Au sein d’une telle littérature, et dans une société pareille, l’individu noir a pour fonction, entre autres, de servir à la construction et à la consolidation de l’identité blanche. Il est exploité, littéralement et métaphoriquement, et l’on parle à sa place, tandis que la parole ne lui est presque jamais accordée. Comment peut-il alors, au sein de ce système politique et culturel, retrouver une voix qui lui est authentique ? Selon Morrison, cela a déjà été accompli : les Afro-Américains ont créé leur propre culture, dont le jazz (en tant que musique, mais aussi en tant que phénomène culturel dépassant la sphère de la musique) n’est qu’un élément parmi beaucoup d’autres. Pour pouvoir parler authentiquement de son peuple, Toni Morrison a décidé d’écrire non pas contre le regard des Blancs, mais en dehors de lui. Autrement dit, elle s’est assigné une tâche d’une radicalité inouïe, tout en sachant que sa pleine réalisation est probablement impossible : écrire des romans en se situant totalement en dehors de l’histoire littéraire occidentale qui, d’après elle, est dominée par le regard omniscient et la voix omniprésente du maître blanc.

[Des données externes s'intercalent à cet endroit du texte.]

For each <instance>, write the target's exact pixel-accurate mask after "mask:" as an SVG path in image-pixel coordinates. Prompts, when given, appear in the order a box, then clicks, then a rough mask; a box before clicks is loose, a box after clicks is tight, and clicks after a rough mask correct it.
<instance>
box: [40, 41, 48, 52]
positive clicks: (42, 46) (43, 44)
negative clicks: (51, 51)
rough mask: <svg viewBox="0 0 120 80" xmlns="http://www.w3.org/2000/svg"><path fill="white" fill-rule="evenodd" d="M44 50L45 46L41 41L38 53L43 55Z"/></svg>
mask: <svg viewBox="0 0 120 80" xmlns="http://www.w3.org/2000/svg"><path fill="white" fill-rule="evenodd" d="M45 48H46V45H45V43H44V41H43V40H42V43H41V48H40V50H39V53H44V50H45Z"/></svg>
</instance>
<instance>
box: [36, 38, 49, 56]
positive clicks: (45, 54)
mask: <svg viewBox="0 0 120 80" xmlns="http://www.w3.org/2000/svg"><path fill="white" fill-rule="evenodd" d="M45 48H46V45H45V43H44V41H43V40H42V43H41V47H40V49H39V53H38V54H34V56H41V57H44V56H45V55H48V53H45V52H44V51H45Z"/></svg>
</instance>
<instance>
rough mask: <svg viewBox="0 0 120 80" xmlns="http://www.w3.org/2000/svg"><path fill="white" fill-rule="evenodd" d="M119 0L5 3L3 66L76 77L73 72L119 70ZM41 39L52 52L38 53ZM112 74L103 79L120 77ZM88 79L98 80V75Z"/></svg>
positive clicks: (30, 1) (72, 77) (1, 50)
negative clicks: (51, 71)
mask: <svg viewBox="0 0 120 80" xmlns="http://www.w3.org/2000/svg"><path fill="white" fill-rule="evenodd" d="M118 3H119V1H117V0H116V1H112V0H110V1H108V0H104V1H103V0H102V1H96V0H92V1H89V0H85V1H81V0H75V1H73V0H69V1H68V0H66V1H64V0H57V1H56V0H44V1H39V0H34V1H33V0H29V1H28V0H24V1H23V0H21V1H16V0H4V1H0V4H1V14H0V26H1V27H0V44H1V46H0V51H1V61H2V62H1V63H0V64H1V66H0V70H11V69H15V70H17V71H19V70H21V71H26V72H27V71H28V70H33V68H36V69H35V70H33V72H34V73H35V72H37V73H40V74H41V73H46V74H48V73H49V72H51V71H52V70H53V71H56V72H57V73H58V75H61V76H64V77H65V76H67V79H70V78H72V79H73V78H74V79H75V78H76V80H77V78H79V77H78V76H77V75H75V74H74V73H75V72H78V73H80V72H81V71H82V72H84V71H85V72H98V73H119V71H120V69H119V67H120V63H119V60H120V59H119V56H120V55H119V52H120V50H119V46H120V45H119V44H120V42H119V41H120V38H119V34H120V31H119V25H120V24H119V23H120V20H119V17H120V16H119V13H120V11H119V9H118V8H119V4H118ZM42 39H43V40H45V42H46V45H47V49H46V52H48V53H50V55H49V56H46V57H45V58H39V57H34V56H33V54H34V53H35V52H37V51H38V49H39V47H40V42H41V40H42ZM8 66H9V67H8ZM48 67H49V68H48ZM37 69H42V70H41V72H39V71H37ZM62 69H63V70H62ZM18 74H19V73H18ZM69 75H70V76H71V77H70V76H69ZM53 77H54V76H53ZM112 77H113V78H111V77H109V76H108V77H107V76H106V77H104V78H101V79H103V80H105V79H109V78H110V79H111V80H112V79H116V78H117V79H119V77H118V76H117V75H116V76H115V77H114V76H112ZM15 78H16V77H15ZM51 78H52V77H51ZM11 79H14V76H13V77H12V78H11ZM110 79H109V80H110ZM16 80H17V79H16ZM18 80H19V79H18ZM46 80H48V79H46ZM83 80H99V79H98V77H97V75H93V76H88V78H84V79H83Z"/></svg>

Mais en gelant toute dette littéraire envers l’Occident, que lui restait-il, en tant que matière première, pour construire son univers romanesque ? Trois éléments ou sources d’inspiration : sa propre mémoire, les récits d’esclaves et la culture noire, c’est-à-dire l’art, la musique, les mythes, le folklore et la tradition orale créés par les Afro-Américains pour exprimer leur vécu. « Dès le début, écrit-elle, j’ai revendiqué un territoire en insistant pour être définie comme femme de lettres noire exclusivement intéressée par les facettes de la culture africaine-américaine. J’ai fait ces déclarations catégoriques pour imposer à tous les lecteurs cette visibilité dans la culture africaine-américaine et la nécessité de cette culture à mon travail (…) Cela me semblait un moyen d’enrichir le dialogue entre les cultures. »
La Source de l’amour-propre de Toni Morrison, traduit de l’anglais par Christine Laferrière, Christian Bourgois, 2019, 432 p.